Minimum capital requirement for SVF is AED 15 million.
Supervision is carried out by the Central Bank of the UAE.
The license covers e-wallets, prepaid cards, and stored value apps.
AML/CFT and KYC obligations must be met.
Regular reporting and monitoring are required.
Retail Payment Services & Card Schemes (RPSCS)
This license is intended for firms providing payment services and processing, including card scheme
operations. Depending on the category (I–IV), capital thresholds and permitted services differ. The RPSCS
license allows companies to operate as full payment providers in the UAE market.
The license covers acquiring, processing, and card scheme management.
Capital requirements vary by categories I–IV.
Activities are supervised by the Central Bank of the UAE.
Companies must comply with IT and data security standards.
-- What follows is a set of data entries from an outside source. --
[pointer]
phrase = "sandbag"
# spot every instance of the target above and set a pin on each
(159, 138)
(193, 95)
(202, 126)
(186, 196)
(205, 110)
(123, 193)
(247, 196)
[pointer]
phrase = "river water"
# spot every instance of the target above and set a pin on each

AML/CTF and customer protection measures are mandatory.
Money Services
This license covers money remittances and foreign exchange services. While formally separate from SVF and
RPSCS, it is often combined with them to provide a full range of services. It is especially relevant for
firms focusing on cross-border transfers and currency operations.
The license allows international money transfers.
It covers foreign exchange and money service activities.
AML/CFT compliance is strictly required.
The license is supervised by the Central Bank of the UAE.
It strengthens credibility with banks and clients.
Services you can provide with an EMI license
Obtaining an EMI-equivalent license in the UAE enables companies to offer a wide range of financial services.
This status builds client and partner trust and allows businesses to scale regionally and
internationally.
The company may issue electronic money and operate e-wallets.
It is authorised to provide prepaid cards and stored value products.
The firm may execute domestic and international money transfers.
The company may provide payment services for online stores and digital platforms.
Client funds must be safeguarded in compliance with regulations.
The company may offer acquiring and processing services.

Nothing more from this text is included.